One key cause of market failure as seen by environmental economics is a misuse of common property. This was perhaps best elaborated in 1968 by Garrett Hardin as the Tragedy of the Commons. Simply put, the tragedy is that even when it is in everyone’s best interest to use a resource reasonably, ensuring it remains around to deliver yields to everyone, a small handful of individuals can destroy the resource by acting out of greed. As technological development has increased, a number of finite commons have become apparent that were once viewed as infinite, and environmental economics therefore looks at them as potential sources of tragedy. Air, for example, is a common property, shared by all people of all nations. One nation, however, can emit large amounts of pollution, thereby damaging the common property for all nations, even those that reaped no economic benefit from the destructive behavior of the single nation.
Another cause of market failure from an environmental economics perspective is a failure for markets to take externalized costs into account when determining a market value. The air pollution discussed above, for example, may be emitted without adding any cost to the product it creates, thereby making the pollution functionally left out of the market’s price determination of a product. Therefore, a product produced without pollution and a product produced with pollution may find the same market price. Although it may cost more internally, in the form of money, to produce the product without pollution, however, the actual costs may be much greater for the polluting product. The long-term costs in terms of health, clean-up, and environmental aesthetics from the pollution can make the real cost much, much greater, but currently the market has no way of expressing that larger price.

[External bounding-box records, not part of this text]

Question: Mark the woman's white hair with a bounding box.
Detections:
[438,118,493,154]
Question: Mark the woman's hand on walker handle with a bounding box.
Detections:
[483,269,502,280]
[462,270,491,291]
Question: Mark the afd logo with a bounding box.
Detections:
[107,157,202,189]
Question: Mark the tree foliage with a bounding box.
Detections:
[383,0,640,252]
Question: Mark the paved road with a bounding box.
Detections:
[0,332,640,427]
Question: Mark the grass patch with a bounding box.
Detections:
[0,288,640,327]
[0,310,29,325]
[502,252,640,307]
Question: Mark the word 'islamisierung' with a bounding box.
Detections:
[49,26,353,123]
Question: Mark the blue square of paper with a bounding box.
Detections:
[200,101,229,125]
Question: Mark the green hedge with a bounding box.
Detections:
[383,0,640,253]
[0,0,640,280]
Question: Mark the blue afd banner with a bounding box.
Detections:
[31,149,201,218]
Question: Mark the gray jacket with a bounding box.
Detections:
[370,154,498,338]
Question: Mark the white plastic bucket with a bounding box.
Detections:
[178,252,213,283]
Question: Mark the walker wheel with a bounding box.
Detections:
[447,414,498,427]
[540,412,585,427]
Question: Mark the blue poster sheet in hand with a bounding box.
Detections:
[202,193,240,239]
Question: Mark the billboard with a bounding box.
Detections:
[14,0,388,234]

One of the big missions of environmental economics is to better internalize external costs so that the market can react appropriately. The theory is that a sane market, which internalizes all costs, will consistently act in accordance with the greater good of society. A failed market, however, will often act directly against the needs of society, and environmental economics tries to highlight these failures so that nations can implement regulation to better steer the market. Things such as carbon capping and trading carbon credits are one example of how an externalized cost, in this case pollution, is artificially internalized, so that the market price changes accordingly.